Isto é claro quando os filhos são pequenos: se a família está unida, as crianças confiam mais nos pais do que em si próprios. A obediência pode-lhes custar, mas enquadram-na de modo mais ou menos consciente num contexto de amor e unidade familiar: os meus pais querem o meu bem; desejam que eu seja feliz; dizem-me o que me ajudará a consegui-lo. A desobediência vive-se então como algo equivocado, uma falta de confiança e de amor.
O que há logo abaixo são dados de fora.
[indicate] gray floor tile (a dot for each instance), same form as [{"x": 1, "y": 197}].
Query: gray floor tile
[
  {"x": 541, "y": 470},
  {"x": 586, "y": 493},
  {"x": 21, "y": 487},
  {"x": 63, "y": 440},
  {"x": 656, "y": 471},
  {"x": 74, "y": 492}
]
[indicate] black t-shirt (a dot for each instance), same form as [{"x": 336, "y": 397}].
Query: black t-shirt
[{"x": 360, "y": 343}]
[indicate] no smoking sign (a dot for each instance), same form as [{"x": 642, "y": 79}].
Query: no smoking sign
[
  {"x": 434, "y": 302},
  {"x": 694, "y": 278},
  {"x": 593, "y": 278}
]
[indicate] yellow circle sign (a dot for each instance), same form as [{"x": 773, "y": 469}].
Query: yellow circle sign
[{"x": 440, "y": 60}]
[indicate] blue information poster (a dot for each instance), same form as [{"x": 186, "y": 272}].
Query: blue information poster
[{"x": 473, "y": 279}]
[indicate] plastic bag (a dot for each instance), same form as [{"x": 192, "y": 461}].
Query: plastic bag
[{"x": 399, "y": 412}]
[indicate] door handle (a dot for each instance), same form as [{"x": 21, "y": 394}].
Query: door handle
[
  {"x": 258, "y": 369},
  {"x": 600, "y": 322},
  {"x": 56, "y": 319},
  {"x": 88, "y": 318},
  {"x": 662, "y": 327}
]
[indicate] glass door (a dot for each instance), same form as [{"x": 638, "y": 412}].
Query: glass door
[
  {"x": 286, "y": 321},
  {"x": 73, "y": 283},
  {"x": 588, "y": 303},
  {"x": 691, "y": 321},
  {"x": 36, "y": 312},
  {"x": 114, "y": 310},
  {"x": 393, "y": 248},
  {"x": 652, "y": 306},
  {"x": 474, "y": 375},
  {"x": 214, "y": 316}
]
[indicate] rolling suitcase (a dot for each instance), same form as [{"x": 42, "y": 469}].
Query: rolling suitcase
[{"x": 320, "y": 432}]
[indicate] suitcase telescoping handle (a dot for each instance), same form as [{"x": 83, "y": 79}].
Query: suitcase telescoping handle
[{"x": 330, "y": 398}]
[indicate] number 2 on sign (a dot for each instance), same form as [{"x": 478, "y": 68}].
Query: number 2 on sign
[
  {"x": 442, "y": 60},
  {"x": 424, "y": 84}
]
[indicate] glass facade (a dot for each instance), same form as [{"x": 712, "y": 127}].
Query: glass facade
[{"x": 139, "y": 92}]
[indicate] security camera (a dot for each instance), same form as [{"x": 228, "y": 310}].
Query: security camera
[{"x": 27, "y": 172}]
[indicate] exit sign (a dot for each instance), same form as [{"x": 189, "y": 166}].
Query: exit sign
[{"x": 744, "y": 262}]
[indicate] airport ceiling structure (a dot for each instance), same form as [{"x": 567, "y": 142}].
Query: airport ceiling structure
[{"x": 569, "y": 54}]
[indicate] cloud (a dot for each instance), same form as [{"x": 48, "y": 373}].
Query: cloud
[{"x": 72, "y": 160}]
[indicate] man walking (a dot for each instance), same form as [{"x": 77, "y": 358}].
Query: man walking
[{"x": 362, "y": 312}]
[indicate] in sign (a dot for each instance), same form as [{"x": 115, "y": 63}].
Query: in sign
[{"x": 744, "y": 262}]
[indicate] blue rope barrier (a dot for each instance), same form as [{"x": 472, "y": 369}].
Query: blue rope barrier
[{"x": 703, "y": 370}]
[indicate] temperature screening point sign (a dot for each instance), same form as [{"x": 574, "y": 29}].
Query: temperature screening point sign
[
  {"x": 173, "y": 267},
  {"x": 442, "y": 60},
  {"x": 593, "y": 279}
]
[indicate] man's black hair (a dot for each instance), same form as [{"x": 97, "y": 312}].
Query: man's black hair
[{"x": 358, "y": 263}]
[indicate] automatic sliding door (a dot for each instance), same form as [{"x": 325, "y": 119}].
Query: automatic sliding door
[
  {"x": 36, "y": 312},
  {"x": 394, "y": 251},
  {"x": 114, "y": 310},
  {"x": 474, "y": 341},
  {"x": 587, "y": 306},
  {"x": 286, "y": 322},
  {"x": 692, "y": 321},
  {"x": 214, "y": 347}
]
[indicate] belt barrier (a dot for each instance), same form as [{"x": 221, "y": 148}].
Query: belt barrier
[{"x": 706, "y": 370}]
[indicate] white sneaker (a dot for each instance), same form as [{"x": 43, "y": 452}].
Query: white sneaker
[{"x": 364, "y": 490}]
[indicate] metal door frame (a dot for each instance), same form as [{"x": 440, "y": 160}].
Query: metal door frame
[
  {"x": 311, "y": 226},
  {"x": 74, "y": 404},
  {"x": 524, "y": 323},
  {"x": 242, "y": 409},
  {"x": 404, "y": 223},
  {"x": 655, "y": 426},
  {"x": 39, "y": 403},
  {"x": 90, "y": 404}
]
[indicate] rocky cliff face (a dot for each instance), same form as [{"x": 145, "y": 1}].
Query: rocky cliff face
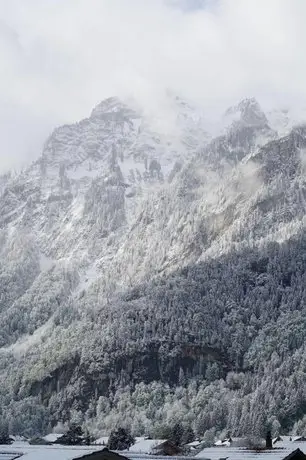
[{"x": 115, "y": 246}]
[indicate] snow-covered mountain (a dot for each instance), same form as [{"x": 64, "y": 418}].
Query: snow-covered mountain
[{"x": 126, "y": 251}]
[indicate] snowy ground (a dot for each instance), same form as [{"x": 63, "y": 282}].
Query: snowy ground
[{"x": 27, "y": 452}]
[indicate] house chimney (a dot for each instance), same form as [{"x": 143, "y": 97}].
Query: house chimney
[{"x": 269, "y": 440}]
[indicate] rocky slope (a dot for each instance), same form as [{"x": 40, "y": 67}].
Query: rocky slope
[{"x": 133, "y": 253}]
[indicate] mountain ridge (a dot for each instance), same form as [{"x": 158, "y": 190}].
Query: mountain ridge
[{"x": 115, "y": 246}]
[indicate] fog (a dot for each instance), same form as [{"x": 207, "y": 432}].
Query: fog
[{"x": 61, "y": 57}]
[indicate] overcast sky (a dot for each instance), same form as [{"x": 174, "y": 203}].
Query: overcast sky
[{"x": 59, "y": 58}]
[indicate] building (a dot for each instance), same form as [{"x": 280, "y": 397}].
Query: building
[{"x": 103, "y": 454}]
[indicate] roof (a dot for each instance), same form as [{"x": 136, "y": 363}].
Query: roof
[
  {"x": 146, "y": 446},
  {"x": 102, "y": 441},
  {"x": 52, "y": 437},
  {"x": 103, "y": 454},
  {"x": 238, "y": 453},
  {"x": 297, "y": 454},
  {"x": 194, "y": 443}
]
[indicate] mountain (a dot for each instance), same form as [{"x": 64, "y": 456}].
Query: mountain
[{"x": 152, "y": 273}]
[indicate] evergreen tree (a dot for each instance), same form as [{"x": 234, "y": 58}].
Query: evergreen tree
[{"x": 120, "y": 439}]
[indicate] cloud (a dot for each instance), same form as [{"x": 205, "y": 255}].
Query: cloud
[{"x": 61, "y": 57}]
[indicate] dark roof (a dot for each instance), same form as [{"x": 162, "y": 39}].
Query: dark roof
[
  {"x": 103, "y": 454},
  {"x": 296, "y": 455}
]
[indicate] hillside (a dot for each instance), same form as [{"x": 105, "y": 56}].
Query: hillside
[{"x": 150, "y": 274}]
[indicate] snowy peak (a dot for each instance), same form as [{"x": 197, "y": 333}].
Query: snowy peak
[{"x": 248, "y": 112}]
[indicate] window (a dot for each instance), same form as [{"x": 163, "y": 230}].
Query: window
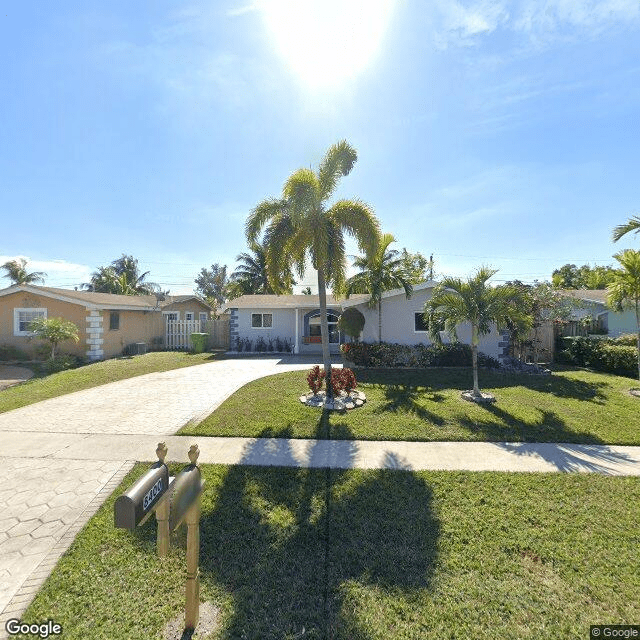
[
  {"x": 262, "y": 320},
  {"x": 22, "y": 318},
  {"x": 419, "y": 323}
]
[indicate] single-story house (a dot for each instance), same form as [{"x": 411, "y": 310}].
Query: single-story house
[
  {"x": 593, "y": 303},
  {"x": 107, "y": 323},
  {"x": 297, "y": 318}
]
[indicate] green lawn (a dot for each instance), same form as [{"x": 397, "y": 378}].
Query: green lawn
[
  {"x": 96, "y": 374},
  {"x": 569, "y": 406},
  {"x": 367, "y": 555}
]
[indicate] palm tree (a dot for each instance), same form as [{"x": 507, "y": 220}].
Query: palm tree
[
  {"x": 122, "y": 277},
  {"x": 379, "y": 272},
  {"x": 251, "y": 276},
  {"x": 455, "y": 301},
  {"x": 624, "y": 290},
  {"x": 16, "y": 271},
  {"x": 300, "y": 224},
  {"x": 632, "y": 224}
]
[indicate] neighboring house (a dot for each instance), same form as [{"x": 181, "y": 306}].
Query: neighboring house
[
  {"x": 107, "y": 323},
  {"x": 297, "y": 318},
  {"x": 593, "y": 303}
]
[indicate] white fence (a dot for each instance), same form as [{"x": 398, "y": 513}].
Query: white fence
[{"x": 178, "y": 334}]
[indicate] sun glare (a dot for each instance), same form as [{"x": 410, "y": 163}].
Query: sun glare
[{"x": 327, "y": 42}]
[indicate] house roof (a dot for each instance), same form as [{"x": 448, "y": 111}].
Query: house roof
[
  {"x": 588, "y": 295},
  {"x": 302, "y": 301},
  {"x": 283, "y": 302},
  {"x": 101, "y": 300}
]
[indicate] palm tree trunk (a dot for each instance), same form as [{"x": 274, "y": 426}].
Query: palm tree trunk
[
  {"x": 638, "y": 329},
  {"x": 324, "y": 329},
  {"x": 474, "y": 359}
]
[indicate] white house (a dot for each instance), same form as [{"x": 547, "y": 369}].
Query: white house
[{"x": 297, "y": 318}]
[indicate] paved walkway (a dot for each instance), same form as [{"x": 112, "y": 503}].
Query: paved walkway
[{"x": 63, "y": 457}]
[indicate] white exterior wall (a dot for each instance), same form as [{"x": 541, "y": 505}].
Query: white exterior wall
[
  {"x": 619, "y": 323},
  {"x": 398, "y": 325},
  {"x": 284, "y": 324}
]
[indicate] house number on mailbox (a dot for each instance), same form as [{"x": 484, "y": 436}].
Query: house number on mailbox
[{"x": 151, "y": 494}]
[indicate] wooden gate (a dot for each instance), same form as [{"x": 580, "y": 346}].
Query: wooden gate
[
  {"x": 219, "y": 332},
  {"x": 178, "y": 334}
]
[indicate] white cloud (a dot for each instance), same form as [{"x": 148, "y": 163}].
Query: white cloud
[{"x": 60, "y": 273}]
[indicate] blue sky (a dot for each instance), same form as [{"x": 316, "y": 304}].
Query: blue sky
[{"x": 488, "y": 132}]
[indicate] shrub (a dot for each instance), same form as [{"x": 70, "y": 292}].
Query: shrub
[
  {"x": 420, "y": 355},
  {"x": 62, "y": 362},
  {"x": 9, "y": 352}
]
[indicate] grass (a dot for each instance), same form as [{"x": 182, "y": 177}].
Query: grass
[
  {"x": 367, "y": 555},
  {"x": 570, "y": 406},
  {"x": 93, "y": 375}
]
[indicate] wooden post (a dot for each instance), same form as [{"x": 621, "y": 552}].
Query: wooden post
[
  {"x": 192, "y": 604},
  {"x": 162, "y": 511}
]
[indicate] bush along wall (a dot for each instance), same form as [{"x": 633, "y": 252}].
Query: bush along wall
[
  {"x": 363, "y": 354},
  {"x": 260, "y": 345},
  {"x": 610, "y": 355}
]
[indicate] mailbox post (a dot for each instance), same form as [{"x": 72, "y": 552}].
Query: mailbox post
[{"x": 185, "y": 507}]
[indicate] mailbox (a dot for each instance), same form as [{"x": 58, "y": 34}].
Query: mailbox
[
  {"x": 185, "y": 490},
  {"x": 138, "y": 502}
]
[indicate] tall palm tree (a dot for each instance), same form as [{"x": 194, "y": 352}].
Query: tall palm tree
[
  {"x": 632, "y": 224},
  {"x": 455, "y": 301},
  {"x": 379, "y": 272},
  {"x": 624, "y": 290},
  {"x": 251, "y": 276},
  {"x": 301, "y": 224},
  {"x": 16, "y": 271}
]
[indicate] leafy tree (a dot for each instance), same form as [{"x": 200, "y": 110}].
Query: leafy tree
[
  {"x": 122, "y": 277},
  {"x": 417, "y": 267},
  {"x": 571, "y": 276},
  {"x": 251, "y": 277},
  {"x": 211, "y": 284},
  {"x": 624, "y": 291},
  {"x": 631, "y": 225},
  {"x": 379, "y": 272},
  {"x": 54, "y": 331},
  {"x": 16, "y": 271},
  {"x": 301, "y": 224},
  {"x": 455, "y": 301}
]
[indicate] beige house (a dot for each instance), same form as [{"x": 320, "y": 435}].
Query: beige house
[{"x": 107, "y": 323}]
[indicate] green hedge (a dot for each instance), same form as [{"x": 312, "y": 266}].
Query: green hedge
[
  {"x": 600, "y": 354},
  {"x": 363, "y": 354}
]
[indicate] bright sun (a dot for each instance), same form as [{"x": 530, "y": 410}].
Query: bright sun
[{"x": 327, "y": 42}]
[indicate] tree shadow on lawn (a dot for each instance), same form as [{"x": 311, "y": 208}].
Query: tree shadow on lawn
[
  {"x": 288, "y": 544},
  {"x": 461, "y": 378},
  {"x": 502, "y": 425}
]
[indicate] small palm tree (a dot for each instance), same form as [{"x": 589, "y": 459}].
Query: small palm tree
[
  {"x": 251, "y": 276},
  {"x": 455, "y": 301},
  {"x": 16, "y": 271},
  {"x": 632, "y": 225},
  {"x": 379, "y": 272},
  {"x": 624, "y": 290},
  {"x": 300, "y": 224}
]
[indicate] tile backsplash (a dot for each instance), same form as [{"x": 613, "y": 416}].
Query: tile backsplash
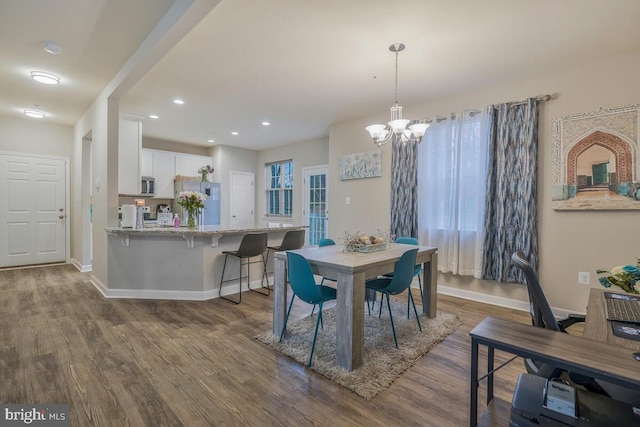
[{"x": 152, "y": 203}]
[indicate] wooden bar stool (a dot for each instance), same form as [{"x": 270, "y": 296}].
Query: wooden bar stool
[
  {"x": 293, "y": 239},
  {"x": 252, "y": 245}
]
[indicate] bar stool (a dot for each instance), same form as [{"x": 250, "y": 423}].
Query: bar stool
[
  {"x": 293, "y": 239},
  {"x": 252, "y": 245}
]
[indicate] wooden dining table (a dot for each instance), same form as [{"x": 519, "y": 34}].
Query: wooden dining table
[{"x": 352, "y": 269}]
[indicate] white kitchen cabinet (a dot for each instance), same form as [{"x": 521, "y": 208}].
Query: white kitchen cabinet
[
  {"x": 146, "y": 162},
  {"x": 164, "y": 173},
  {"x": 129, "y": 147}
]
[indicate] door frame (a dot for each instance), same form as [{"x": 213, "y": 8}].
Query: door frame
[
  {"x": 305, "y": 202},
  {"x": 231, "y": 195},
  {"x": 67, "y": 193}
]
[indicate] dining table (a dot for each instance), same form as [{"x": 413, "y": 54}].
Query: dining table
[{"x": 352, "y": 270}]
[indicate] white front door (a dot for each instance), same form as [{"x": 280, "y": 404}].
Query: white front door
[
  {"x": 242, "y": 200},
  {"x": 32, "y": 210},
  {"x": 316, "y": 207}
]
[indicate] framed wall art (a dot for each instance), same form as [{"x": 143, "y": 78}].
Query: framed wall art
[
  {"x": 367, "y": 164},
  {"x": 595, "y": 163}
]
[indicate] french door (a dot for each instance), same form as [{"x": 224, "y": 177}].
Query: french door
[{"x": 316, "y": 207}]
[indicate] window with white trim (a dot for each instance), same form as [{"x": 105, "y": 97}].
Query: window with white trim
[{"x": 279, "y": 192}]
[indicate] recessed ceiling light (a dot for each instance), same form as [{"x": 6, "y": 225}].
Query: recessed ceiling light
[
  {"x": 34, "y": 113},
  {"x": 46, "y": 78},
  {"x": 52, "y": 47}
]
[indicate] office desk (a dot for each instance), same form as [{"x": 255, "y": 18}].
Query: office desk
[
  {"x": 595, "y": 359},
  {"x": 597, "y": 327},
  {"x": 351, "y": 270}
]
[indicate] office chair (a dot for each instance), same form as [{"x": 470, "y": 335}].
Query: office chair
[{"x": 542, "y": 317}]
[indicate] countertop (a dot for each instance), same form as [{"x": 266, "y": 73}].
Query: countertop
[{"x": 203, "y": 230}]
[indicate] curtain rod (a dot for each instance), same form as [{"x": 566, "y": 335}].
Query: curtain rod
[{"x": 539, "y": 98}]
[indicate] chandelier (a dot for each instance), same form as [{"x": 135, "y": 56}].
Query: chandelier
[{"x": 396, "y": 129}]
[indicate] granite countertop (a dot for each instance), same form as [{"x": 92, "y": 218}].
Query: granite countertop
[{"x": 203, "y": 230}]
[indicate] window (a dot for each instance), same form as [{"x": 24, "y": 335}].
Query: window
[
  {"x": 280, "y": 188},
  {"x": 452, "y": 176}
]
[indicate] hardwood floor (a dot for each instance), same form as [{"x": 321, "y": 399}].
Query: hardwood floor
[{"x": 174, "y": 363}]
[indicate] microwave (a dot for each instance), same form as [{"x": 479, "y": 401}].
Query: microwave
[{"x": 148, "y": 186}]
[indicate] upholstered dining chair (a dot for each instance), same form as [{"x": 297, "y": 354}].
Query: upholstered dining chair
[
  {"x": 416, "y": 272},
  {"x": 400, "y": 282},
  {"x": 304, "y": 286}
]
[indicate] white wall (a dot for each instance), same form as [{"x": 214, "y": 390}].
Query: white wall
[
  {"x": 35, "y": 137},
  {"x": 304, "y": 154},
  {"x": 227, "y": 159},
  {"x": 568, "y": 241}
]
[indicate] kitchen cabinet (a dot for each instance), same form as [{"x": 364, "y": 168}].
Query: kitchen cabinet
[
  {"x": 129, "y": 147},
  {"x": 146, "y": 162},
  {"x": 188, "y": 164},
  {"x": 164, "y": 173}
]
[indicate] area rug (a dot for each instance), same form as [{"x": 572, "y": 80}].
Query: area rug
[{"x": 383, "y": 363}]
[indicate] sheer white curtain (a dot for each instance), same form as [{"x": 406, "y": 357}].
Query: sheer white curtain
[{"x": 452, "y": 172}]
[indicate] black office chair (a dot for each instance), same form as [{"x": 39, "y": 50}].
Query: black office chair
[
  {"x": 252, "y": 245},
  {"x": 293, "y": 239},
  {"x": 542, "y": 317}
]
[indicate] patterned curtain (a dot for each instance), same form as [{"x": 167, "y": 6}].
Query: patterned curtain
[
  {"x": 511, "y": 221},
  {"x": 404, "y": 190}
]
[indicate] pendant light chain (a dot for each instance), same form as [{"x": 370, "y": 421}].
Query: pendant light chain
[{"x": 396, "y": 95}]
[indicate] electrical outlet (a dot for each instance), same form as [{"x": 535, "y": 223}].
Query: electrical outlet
[{"x": 584, "y": 278}]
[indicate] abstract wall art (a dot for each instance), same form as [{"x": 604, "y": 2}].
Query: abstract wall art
[{"x": 367, "y": 164}]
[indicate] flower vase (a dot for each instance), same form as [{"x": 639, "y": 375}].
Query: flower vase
[{"x": 191, "y": 218}]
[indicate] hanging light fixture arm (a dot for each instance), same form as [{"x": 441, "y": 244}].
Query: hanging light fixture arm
[{"x": 396, "y": 129}]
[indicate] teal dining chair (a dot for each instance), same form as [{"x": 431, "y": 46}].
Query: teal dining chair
[
  {"x": 304, "y": 286},
  {"x": 400, "y": 282},
  {"x": 416, "y": 271}
]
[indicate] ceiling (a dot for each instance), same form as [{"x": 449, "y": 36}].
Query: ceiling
[{"x": 300, "y": 65}]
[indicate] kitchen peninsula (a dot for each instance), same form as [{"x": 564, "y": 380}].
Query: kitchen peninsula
[{"x": 180, "y": 263}]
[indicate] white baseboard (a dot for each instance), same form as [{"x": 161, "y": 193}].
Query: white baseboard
[
  {"x": 499, "y": 301},
  {"x": 81, "y": 268},
  {"x": 98, "y": 285},
  {"x": 172, "y": 295}
]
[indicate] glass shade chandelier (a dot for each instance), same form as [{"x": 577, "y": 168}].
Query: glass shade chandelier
[{"x": 396, "y": 129}]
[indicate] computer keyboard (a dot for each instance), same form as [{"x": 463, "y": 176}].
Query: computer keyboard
[{"x": 624, "y": 310}]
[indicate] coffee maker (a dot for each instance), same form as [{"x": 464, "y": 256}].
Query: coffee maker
[{"x": 162, "y": 208}]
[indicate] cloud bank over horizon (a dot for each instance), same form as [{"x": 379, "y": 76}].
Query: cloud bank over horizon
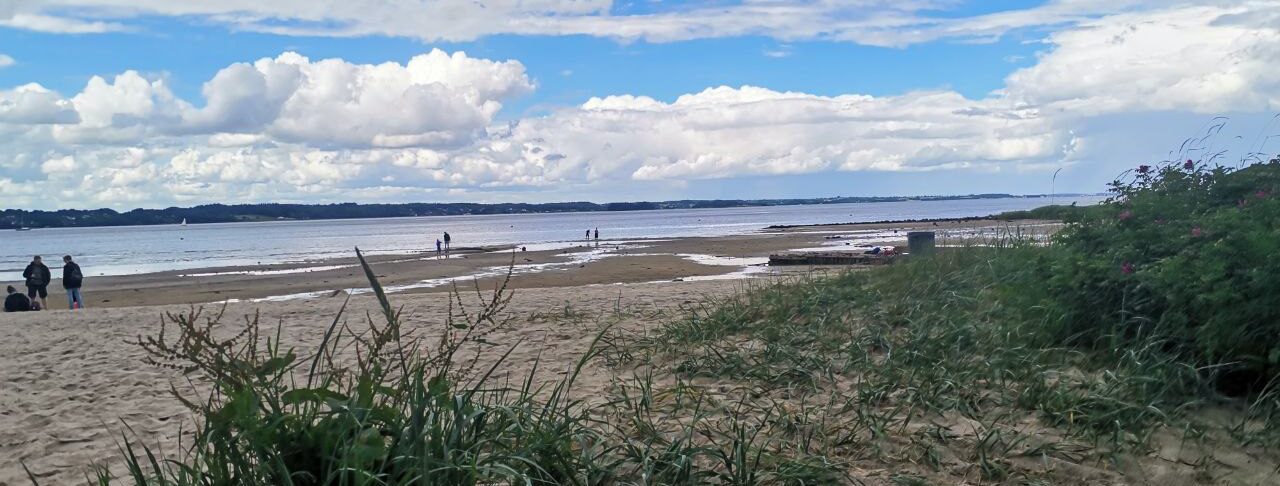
[{"x": 289, "y": 128}]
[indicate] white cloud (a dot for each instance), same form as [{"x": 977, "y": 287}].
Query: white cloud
[
  {"x": 871, "y": 22},
  {"x": 1202, "y": 59},
  {"x": 32, "y": 104},
  {"x": 56, "y": 24},
  {"x": 289, "y": 128}
]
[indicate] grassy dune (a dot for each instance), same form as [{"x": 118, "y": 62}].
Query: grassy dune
[{"x": 1129, "y": 349}]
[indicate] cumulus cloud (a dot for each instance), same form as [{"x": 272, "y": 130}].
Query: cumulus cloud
[
  {"x": 1202, "y": 59},
  {"x": 32, "y": 104},
  {"x": 289, "y": 128}
]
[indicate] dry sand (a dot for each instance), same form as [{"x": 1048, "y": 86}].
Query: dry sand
[
  {"x": 69, "y": 381},
  {"x": 72, "y": 381}
]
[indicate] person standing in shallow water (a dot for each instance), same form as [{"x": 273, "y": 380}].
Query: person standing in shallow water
[
  {"x": 37, "y": 282},
  {"x": 72, "y": 282}
]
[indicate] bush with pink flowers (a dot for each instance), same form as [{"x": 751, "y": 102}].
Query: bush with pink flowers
[{"x": 1183, "y": 255}]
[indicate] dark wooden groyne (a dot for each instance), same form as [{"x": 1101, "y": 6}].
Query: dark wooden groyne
[{"x": 830, "y": 258}]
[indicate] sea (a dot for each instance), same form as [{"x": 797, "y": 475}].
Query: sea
[{"x": 142, "y": 250}]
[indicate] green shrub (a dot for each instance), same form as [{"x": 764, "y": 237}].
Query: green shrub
[{"x": 1182, "y": 255}]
Por isso, para assegurar a sua autoridade, os pais não devem fazer mais do que ser verdadeiramente pais: mostrar a alegria e a beleza da própria vida e ensinar, com obras, que amam os filhos como são. Logicamente, isto requer estarem presentes no lar. Embora o atual ritmo de vida possa torná-lo difícil, é importante passar tempo com os filhos e «formar um ambiente familiar animado pelo amor, pela piedade para com Deus e para com os homens»[4].
Por exemplo, vale a pena empenhar-se em jantarem todos juntos, ainda que isto requeira esforço. É um modo magnífico de se conhecerem mutuamente, enquanto se partilham os episódios do dia e os filhos aprendem – também ouvindo o que os pais contam do seu próprio dia – a relativizar, com um toque de bom humor, os problemas que tenham surgido.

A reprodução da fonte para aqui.